BARONESS WILLIAMS’S surviving “Gang of Four” colleagues paid tribute to her at a Westminster Cathedral memorial service yesterday. Lord Rodgers read out a letter he had written about her while they were at Oxford together 70 years before. It said Shirley Williams, right, had “mental ability, physical energy, and ambition” but “could be ruthless, and occasionally she fibs”. In 1981, she and Bill Rodgers, David Owen and Roy Jenkins broke from Labour to form the Social Democratic Party, which became the Liberal Democrats.
Williams died last year, but was able to have only a small funeral. About 250 people attended yesterday’s ceremony, including Owen and Jacob Rees-Mogg, who recalled inviting her to speak to a “packed room” when he was at Eton. He told us the service was “beautifully done” and that he enjoyed Rogers’s “humorous speech”. Rees-Mogg fondly remembers the baronness, who was friend of his late father, as being “always charming and kindly”.
Matt and the mask muddle
Officials at Bordeaux Airport had to ask Matt Hancock to put on the right mask on Monday, a fellow passenger tells The Londoner, causing a prolonged search for the correct one. The former health secretary, left, who was with new partner Gina Coladangelo, told us he couldn’t remember completely, but was asked to put on a face covering when checking his luggage. “I flew totally normally with a mask on,” he said.
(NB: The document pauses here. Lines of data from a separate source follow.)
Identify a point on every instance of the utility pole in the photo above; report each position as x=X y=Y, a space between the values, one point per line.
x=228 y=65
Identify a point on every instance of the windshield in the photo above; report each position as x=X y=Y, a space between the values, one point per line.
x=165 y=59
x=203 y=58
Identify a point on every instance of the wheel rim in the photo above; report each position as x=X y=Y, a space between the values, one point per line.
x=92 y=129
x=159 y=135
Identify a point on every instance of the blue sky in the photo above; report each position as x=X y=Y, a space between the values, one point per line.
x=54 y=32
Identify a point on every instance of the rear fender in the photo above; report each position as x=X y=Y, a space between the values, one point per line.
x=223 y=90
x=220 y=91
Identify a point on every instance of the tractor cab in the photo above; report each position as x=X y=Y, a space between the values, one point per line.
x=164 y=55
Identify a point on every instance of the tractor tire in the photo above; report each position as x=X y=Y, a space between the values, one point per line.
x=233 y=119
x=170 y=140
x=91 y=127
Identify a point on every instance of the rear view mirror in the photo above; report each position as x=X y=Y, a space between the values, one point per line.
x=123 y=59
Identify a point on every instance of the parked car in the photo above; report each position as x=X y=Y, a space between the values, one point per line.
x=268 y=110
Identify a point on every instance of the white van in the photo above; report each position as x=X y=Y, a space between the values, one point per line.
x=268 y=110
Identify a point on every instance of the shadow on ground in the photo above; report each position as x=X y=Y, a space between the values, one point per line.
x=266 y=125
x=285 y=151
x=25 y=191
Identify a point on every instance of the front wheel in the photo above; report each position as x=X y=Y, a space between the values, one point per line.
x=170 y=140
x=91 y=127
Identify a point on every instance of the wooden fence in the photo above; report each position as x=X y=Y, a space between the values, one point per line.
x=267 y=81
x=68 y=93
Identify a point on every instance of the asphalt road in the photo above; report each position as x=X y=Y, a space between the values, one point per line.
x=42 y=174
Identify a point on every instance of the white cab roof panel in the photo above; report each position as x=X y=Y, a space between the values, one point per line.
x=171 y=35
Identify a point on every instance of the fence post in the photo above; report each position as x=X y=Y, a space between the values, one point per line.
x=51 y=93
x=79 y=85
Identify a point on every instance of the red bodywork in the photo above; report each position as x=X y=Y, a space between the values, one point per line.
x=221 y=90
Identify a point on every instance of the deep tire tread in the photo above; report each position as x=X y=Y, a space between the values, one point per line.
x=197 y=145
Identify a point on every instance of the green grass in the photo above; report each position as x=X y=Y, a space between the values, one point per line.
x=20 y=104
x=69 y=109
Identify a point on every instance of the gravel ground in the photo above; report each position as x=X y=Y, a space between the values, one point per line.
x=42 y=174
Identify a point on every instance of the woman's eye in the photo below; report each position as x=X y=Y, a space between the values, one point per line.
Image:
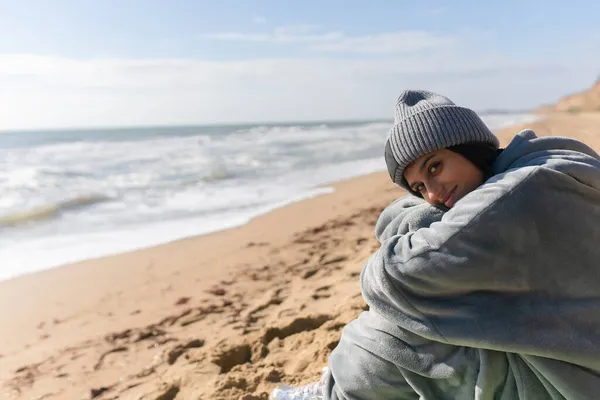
x=433 y=168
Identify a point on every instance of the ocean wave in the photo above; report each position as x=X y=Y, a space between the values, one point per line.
x=43 y=213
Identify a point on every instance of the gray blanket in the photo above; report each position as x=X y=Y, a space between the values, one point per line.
x=498 y=298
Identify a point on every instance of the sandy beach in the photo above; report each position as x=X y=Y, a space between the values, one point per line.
x=223 y=316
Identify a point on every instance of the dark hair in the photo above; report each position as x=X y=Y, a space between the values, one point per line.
x=482 y=155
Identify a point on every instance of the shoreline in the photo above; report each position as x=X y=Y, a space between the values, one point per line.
x=215 y=316
x=45 y=242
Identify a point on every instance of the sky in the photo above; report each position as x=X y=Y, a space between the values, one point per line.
x=84 y=63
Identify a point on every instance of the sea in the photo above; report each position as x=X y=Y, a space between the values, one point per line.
x=71 y=195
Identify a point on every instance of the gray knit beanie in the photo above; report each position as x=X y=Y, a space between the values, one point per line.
x=425 y=122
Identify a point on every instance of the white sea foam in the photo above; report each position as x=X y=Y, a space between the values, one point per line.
x=89 y=194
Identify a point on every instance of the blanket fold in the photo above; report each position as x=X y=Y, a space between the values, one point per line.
x=497 y=298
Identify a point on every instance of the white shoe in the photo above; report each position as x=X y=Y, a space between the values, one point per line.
x=312 y=391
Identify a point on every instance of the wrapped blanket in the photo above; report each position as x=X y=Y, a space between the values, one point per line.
x=497 y=298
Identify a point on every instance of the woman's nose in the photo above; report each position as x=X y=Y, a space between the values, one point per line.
x=435 y=192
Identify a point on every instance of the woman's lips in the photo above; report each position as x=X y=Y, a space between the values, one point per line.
x=449 y=199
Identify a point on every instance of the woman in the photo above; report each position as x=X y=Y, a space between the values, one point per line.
x=488 y=289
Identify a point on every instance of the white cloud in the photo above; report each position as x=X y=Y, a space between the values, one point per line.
x=41 y=91
x=437 y=11
x=338 y=42
x=388 y=43
x=285 y=34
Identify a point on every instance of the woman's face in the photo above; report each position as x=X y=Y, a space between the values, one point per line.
x=443 y=177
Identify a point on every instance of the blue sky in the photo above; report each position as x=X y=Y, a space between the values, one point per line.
x=109 y=63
It can happen to anyone ...
Putting on The Ritz
MODELS Amber Le Bon and Betty Bachz glammed up alongside Viscountess Weymouth and director Charlotte Carroll at a dinner preparing for Royal Ascot at The Ritz last night. Also there were model Ellen Francis Gibbons and reality star Georgia Toffolo, who joked with pal Alexandra Bertram. The Londoner spotted that Le Bon and Bachz donned new dresses before heading to the dinner after lunching with Perrier-Jouet at 34 Mayfair. Elsewhere, Saturdays singer Vanessa White enjoyed celebrating the launch of make-up brand U Beauty.
Labour manifesto leak still causes trouble
LABOUR has started a lively internal argument over who leaked its 2017 manifesto, five years after that election. Its author, Andrew Fisher, said Jeremy Corbyn’s manifesto was leaked “to sabotage the party” and “suspicion fell on the far from loyal deputy” Tom Watson — who defended himself robustly. Move over Wagatha Christie?
Shock over West End prices
THE theatre world is in uproar — tickets for Cock, at the Ambassadors Theatre, are on sale for £400 each this week due to “surge” pricing. The theatre defended itself by saying that at least 15 per cent of tickets to the show, which stars Bridgerton’s Jonathan Bailey, right, were £20. But one theatre director tells us the West End has a problem: “It’s sadly heading towards Broadway prices which are obscene.”